Configuration
This section lists all configuration parameters available to configure the Atlassian Confluence Scanner component.
General Scanner Component Configuration
Basic Scanner Configuration
Element | Type | Default | Description |
---|---|---|---|
snapshotDir | String | snapshots | The directory for snapshot files. |
numOfSnapshotBackups | int | 2 | The number of snapshots to keep after processing. |
waitForSubJobsTimeout | long | 600000 (=10 mins) | Scanner timeout while waiting for published jobs to complete. |
maxOutstandingTimeStatistics | long | 1m | The max about of time to wait before updating the statistics file. Whichever happens first between this property and maxOutstandingUpdatesStatistics will trigger an update to the statistics file. |
maxOutstandingUpdatesStatistics | long | 1000 | The max number of files to process before updating the statistics file. Whichever happens first between this property and maxOutstandingTimeStatistics will trigger an update to the statistics file. |
usesDomain | boolean | true | Indicates if the group expansion request will use a domain\user format (useful for connectors that does not support domain in the group expander). |
Branch Handler Configuration
This component publishes to the onAdd, onDelete and onUpdate, so a branch must be configured for each of these three events.
Element | Type | Description |
---|---|---|
branches/branch/@event | string | The event to configure - onAdd, onDelete or onUpdate. |
branches/branch/@pipelineManager | string | The name of the pipeline manager to publish to. Can be relative. |
branches/branch/@pipeline | string | The name of the pipeline to publish to.

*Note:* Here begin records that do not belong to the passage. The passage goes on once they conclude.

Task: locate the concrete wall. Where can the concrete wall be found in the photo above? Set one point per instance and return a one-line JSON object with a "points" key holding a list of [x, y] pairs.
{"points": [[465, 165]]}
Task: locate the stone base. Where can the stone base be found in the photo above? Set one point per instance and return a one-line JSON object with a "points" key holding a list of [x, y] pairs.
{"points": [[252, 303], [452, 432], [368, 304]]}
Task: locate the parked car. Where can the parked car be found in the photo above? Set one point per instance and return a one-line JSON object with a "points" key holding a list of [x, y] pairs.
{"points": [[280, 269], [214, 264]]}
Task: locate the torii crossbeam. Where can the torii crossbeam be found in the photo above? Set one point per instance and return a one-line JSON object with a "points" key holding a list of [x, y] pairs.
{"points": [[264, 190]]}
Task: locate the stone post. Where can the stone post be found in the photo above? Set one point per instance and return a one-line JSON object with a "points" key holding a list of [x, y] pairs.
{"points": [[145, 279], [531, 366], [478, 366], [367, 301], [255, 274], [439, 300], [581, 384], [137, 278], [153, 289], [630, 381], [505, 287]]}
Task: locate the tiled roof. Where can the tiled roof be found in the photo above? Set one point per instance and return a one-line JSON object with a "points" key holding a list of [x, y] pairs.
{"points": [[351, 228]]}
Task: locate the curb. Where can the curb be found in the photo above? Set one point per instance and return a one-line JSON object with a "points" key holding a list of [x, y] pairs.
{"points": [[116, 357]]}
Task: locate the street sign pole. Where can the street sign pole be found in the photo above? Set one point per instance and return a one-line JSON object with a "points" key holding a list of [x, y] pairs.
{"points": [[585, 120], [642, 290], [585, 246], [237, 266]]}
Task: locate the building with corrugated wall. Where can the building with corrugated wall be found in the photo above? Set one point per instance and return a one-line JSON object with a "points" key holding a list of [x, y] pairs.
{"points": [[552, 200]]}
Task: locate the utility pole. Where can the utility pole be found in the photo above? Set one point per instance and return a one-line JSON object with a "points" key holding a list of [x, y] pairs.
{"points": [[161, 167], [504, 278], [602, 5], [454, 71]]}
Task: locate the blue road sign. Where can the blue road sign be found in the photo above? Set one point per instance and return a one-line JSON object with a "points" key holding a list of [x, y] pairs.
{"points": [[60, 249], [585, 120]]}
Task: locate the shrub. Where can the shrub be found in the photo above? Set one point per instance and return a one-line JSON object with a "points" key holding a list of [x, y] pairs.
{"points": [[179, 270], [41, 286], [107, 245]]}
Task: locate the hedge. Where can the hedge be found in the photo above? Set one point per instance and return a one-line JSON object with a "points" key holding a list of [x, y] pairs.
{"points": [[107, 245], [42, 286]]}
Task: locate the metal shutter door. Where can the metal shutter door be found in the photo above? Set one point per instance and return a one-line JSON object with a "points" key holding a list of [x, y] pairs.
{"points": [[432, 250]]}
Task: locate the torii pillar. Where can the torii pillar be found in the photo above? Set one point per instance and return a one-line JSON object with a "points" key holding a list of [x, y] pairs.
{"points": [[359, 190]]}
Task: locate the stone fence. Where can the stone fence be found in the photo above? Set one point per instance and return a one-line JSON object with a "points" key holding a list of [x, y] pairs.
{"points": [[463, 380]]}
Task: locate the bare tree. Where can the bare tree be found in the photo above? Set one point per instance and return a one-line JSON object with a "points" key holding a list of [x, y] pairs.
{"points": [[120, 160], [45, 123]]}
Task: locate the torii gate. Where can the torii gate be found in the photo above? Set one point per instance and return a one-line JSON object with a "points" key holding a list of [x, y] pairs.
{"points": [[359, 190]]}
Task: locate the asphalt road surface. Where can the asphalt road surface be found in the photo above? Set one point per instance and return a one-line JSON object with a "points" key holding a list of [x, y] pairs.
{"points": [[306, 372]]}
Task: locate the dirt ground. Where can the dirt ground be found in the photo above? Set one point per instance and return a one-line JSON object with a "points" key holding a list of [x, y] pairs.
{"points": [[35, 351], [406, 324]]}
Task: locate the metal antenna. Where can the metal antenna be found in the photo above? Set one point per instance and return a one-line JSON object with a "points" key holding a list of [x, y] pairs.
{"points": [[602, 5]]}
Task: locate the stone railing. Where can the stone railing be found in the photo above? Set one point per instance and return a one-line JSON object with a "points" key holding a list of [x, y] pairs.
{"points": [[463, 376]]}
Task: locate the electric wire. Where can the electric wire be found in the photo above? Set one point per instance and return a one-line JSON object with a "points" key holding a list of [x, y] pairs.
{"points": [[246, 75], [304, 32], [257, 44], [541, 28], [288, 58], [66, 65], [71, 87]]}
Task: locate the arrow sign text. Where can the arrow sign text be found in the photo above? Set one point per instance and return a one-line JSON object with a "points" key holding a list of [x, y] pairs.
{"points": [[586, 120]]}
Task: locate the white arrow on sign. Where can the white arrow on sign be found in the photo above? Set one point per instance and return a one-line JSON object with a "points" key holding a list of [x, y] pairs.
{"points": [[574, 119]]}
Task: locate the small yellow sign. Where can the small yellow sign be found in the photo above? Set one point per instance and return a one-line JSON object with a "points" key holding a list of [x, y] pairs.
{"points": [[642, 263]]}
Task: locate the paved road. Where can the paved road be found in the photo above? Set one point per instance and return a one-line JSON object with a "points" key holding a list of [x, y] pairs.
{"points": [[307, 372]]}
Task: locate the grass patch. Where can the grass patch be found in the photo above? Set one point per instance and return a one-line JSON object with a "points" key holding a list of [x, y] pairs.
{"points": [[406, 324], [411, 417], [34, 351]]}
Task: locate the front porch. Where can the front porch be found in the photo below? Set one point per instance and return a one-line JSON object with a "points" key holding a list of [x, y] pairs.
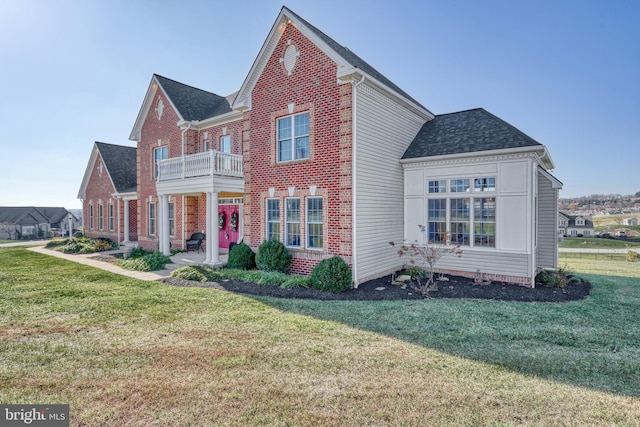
{"points": [[203, 177]]}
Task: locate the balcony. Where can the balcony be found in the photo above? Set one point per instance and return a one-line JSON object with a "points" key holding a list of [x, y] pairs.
{"points": [[209, 163]]}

If missing, publishes to the default pipeline for the pipeline manager. |
branches/branch/@allowRemote | boolean | Indicates if this pipeline can be found on remote servers (see Distributed Processing for details). |
branches/branch/@batching | boolean | Indicates if the jobs processed by this pipeline should be marked for batch processing (useful for publishers or other components that support batch processing). |
branches/branch/@batchSize | int | The max size of the batches that the branch handler will created. |
branches/branch/@batchTimeout | long | Time to wait before the batch is closed if the batchSize hasn't been reached. |
branches/branch/@simultaneousBatches | int | The max number of simultanous batches that will be handled by the branch handler. |
Atlassian Confluence Specific Configuration
Element | Type | Default | Description |
---|---|---|---|
confluenceVersion | string | V3.5 | Indicates the Confluence version that will be crawled. |
cacheTimeout | string | 180000 | Time that the cache memory will be alive. |
numOfSnapshotBackups | string | 10 | Number of snapshots that will be stored as backups. |
groupPrefixSeparator | string | | | Prefix used to separate users and groups on ACL's file. |
confluencePublicAcl | string | confluence-public-acl | ACL that will be used to indicate that a page have public access. |
defaultConfluenceUrl | string | Confluence instance to crawl, | |
defaultDomain | string | The domain to connect to Confluence. | |
defaultUsername | string | The username to connect to Confluence. | |
defaultPassword | string | The password to connect to Confluence. | |
ssoAuthentication | boolean | false | Check this if your confluence authentication is managed by a Single Sign On engine and it uses a cookie based authentication mechanism. |
ssoServer | string | The full URL where we are going to do the request to authenticate. | |
ssoCookie | string | The name of the authentication cookie the system should look for. | |
useGE | boolean | false | Check this if you want to use group expansion. |
useLDAPCache | boolean | false | Check this if you want to use an external server to perform group expansion (Group Expansion Manager is required). |
externalGroupServerPath | select | Indicates the path of the component that gets the external groups from LDAP. |
Configuration Example
<component name="Scanner" subType="${confluenceVersion}" factoryName="aspire-confluence-connector"> <debug>true</debug> <confluencePublicAcl>confluence-public-acl</confluencePublicAcl> <confluenceVersion>v5</confluenceVersion> <snapshotDir>${dist.data.dir}/${app.name}/snapshots</snapshotDir> <groupPrefixSeparator>|</groupPrefixSeparator> <pluginEnabled>false</pluginEnabled> <cacheTimeout>180000</cacheTimeout> <useLDAPCache>false</useLDAPCache> <externalGroupServerPath></externalGroupServerPath> <includeAttachments>true</includeAttachments> <includeComments>true</includeComments> <anonymousAccessAllowed>false</anonymousAccessAllowed> <numOfSnapshotBackups>10</numOfSnapshotBackups> <branches> <branch event="onAdd" pipelineManager="../ProcessPipelineManager" pipeline="addUpdatePipeline" allowRemote="true" batching="true" batchSize="50" batchTimeout="60000" simultaneousBatches="2" /> <branch event="onUpdate" pipelineManager="../ProcessPipelineManager" pipeline="addUpdatePipeline" allowRemote="true" batching="true" batchSize="50" batchTimeout="60000" simultaneousBatches="2" /> <branch event="onDelete" pipelineManager="../ProcessPipelineManager" pipeline="deletePipeline" allowRemote="true" batching="true" batchSize="50" batchTimeout="60000" simultaneousBatches="2" /> </branches> </component>
Source Configuration
Scanner Control Configuration
The following table describes the list of attributes that the AspireObject of the incoming scanner job requires to correctly execute and control the flow of a scan process.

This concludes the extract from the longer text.